The Motorola scheme is based on a bad implementation that should never have passed certification in the first place. Read Cable-Modems.Org for some slightly more in-depth/serious information.
First: No. Same goes for the Euromodem Cable standard which is also ATM based.
Second: It should not work on properly designed DOCSIS Cable Modems either. A cable modem should not accept tftp uploads and config from anywhere but its cable interface which is not available to the casual hacker.
Third: It will not work on properly configured newer DOCSIS 1.1 and later networks either.
Here is why:
First: In DSL the speed is largely controlled by the DSLAM. Some modems do some minimal QoS and capping but it is hardly ever used. No need to.
Second: design fault. Typical of telco manufacturing. No comment needed. Can be fixed by a single software upload which the provider can trigger on any software upgradeable modem. As a result it will no longer be possible to uncap it.
Third: You can hog bandwidth in an unlimited fashion only on a DOCSIS 1.0 and incorrectly configured newer networks. DOCSIS 1.1 introduced the concept of a transmit map. The cable modem termination system tells you when you can transmit and when you cannot (it can also slice bandwidth exactly on per consumer/application basis). As a result a properly configured 1.1 or newer network should have no need for CPE capping. Of course, US has a boatload of non-docsis proprietary networks so dunno about these.
Baker's Law: Misery no longer loves company. Nowadays it insists on it
http://www.sigsegv.cx/
Ok after sniffing around IRC (including the said hackers channel) and various boards this secret "underground" program the securityfocus guy quotes doesn't exist , its vapourware.
what does exist is a kludge of tftp servers,query utils and glorified DOCSIS editors that with 20minutes and a *lot* of messing about you can change your config settings and then only until the ISP check your modem (automated) via SNMP , deny this and your cut off, accept it and it will detect your hacked config and cut you off...permanently
so you are screwed either way.
not to mention that most of the cable modem companies are using MD5 hashes to validate the config files integrity (MIC (Message Integrity Check)), other than a severe hardware hack your not going to crack much with this verification.
i came accross tco-iso's website quite a while ago and after a few visits over the months it seemed to of ground to a halt when they realised that MD5 was involved, they even mentioned the possibility of brute forcing the hash which raised a smile from a few of us.

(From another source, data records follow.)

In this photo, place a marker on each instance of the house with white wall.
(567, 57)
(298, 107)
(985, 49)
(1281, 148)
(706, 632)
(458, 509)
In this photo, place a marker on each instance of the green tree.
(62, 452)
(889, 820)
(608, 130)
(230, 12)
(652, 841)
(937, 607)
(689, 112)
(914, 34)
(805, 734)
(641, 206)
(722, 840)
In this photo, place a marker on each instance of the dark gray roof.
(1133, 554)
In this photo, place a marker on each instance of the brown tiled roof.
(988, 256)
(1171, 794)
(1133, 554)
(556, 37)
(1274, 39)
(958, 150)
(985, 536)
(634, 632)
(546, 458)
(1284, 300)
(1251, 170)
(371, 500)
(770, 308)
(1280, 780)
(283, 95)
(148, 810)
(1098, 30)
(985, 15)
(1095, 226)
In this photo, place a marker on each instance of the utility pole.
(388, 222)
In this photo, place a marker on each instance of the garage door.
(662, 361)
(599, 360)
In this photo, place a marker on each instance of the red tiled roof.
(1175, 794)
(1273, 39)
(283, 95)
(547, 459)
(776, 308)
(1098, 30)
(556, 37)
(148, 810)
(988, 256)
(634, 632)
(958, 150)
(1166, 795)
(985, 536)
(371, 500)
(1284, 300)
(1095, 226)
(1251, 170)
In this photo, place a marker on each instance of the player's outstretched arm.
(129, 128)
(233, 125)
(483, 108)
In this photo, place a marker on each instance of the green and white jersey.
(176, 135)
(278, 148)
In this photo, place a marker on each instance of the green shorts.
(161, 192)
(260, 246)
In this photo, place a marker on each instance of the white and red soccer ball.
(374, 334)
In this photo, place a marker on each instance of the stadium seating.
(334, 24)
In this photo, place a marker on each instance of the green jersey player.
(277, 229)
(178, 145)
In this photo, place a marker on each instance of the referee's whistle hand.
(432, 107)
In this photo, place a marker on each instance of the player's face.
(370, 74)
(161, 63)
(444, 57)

They point to their IRC channel for files but the *only* files that exist are just mirrors of the files their site links to, no "onestep" or 30mb files and certainly nothing special in the files (other than someone knows how to use a hexeditor on PD software)
some people dont understand how uncapping really works but i think speedguide's article seems to sum it up nicely.
I tried it 6 month ago (when my provider switched to DOCSIS), with great success.
Nethertheless I don't do it anymore : capped cable is better than no cable at all...
The SURFboard modems check both sides. The Nortel CM200's and RCA 105's up to the 235's (with USB, yay) also hit the ethernet if they cannot reach a CMTS across the cable.
Interestingly, The CM100 (BayNetworks by Nortel) does not make that mistake.